The value of India’s food processing industry is expected to nearly double by 2020 to an estimated $482 billion from its 2015 valuation of $258 billion, according to a report released this January by the India Brand Equity Foundation (IBEF), an Indian government-sponsored organization that promotes international trade with India.

“The Indian food industry is poised for huge growth, increasing its contribution to world food trade every year. In India, the food sector has emerged as a high-growth and high-profit sector due to its immense potential for value addition, particularly within the food processing industry,” the organization’s report said.

A rise in Foreign Direct Investment (FDI), strong governmental support, growth of disposable incomes, and increasing demand for Indian food product exports are some of the major factors projected to fuel the growth, the report said.

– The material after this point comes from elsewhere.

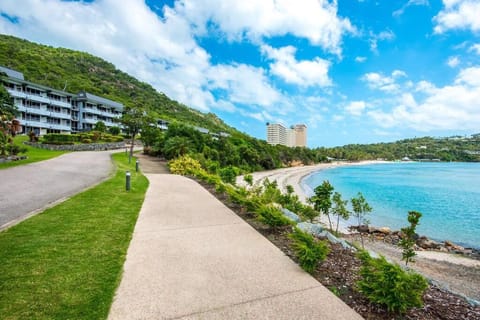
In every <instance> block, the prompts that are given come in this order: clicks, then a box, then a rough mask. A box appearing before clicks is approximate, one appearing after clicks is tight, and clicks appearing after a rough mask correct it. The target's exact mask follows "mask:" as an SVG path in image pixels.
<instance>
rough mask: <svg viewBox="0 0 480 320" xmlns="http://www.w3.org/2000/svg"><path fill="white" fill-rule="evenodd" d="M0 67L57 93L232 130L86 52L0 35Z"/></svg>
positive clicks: (159, 115)
mask: <svg viewBox="0 0 480 320" xmlns="http://www.w3.org/2000/svg"><path fill="white" fill-rule="evenodd" d="M0 65H1V66H5V67H7V68H11V69H14V70H17V71H20V72H22V73H23V74H24V76H25V79H26V80H28V81H31V82H34V83H39V84H43V85H45V86H48V87H52V88H55V89H58V90H63V89H64V88H65V86H66V91H68V92H71V93H78V92H80V91H82V90H84V91H87V92H90V93H93V94H95V95H99V96H102V97H106V98H109V99H112V100H115V101H119V102H121V103H123V104H124V105H126V106H130V107H134V106H137V105H138V106H142V107H144V108H146V109H148V110H151V111H154V112H156V113H157V115H158V116H159V117H160V118H162V119H165V120H177V121H179V122H185V123H189V124H195V125H196V126H201V127H204V128H207V129H210V130H214V131H228V132H230V131H233V130H234V129H233V128H231V127H229V126H227V125H226V124H225V123H224V122H223V121H222V120H220V119H219V118H218V117H217V116H216V115H214V114H213V113H201V112H199V111H197V110H194V109H191V108H189V107H187V106H185V105H182V104H181V103H179V102H177V101H174V100H172V99H170V98H168V97H167V96H166V95H165V94H163V93H159V92H157V91H156V90H155V89H154V88H153V87H152V86H151V85H149V84H147V83H144V82H140V81H138V80H137V79H135V78H134V77H132V76H130V75H128V74H126V73H125V72H122V71H120V70H118V69H117V68H115V66H114V65H113V64H111V63H109V62H107V61H105V60H103V59H101V58H98V57H95V56H93V55H91V54H88V53H85V52H80V51H74V50H69V49H64V48H54V47H51V46H45V45H41V44H36V43H33V42H29V41H26V40H22V39H19V38H15V37H12V36H6V35H0ZM160 76H161V75H160Z"/></svg>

The country’s government has been “instrumental” in fostering growth in the sector, IBEF said, noting the government’s numerous policy efforts and funding initiatives to assist the industry. India’s government created mega food parks and agricultural export zones to attract FDI.

The Confederation of Indian Industry (CII) estimates that $33 billion in FDI will flow into the country’s food processing sector over the next decade. From 2000 to 2016 the country received $6.82 billion in FDI, the report said, citing data from the Department of Industrial Policies and Promotion (DIPP).

Employment in India’s food processing sector is also expected to grow dramatically in the 2020s, going from 1.6 million workers in fiscal year 2013 to a projected 9 million in fiscal year 2024.

As the industry braces for expansion, the organization suggested that the adoption of food quality and safety assurance mechanisms would help the country’s food processing sector move forward, including Total Quality Management (TQM), including ISO 9000, ISO 22000, Hazard Analysis and Critical Control Points (HACCP), and Good Manufacturing Practices (GMP).

“It would enable adherence to stringent quality and hygiene norms and thereby protect consumer health, prepare the industry to face global competition, enhance product acceptance by overseas buyers, and keep the industry technologically abreast of international best practices,” the organization said.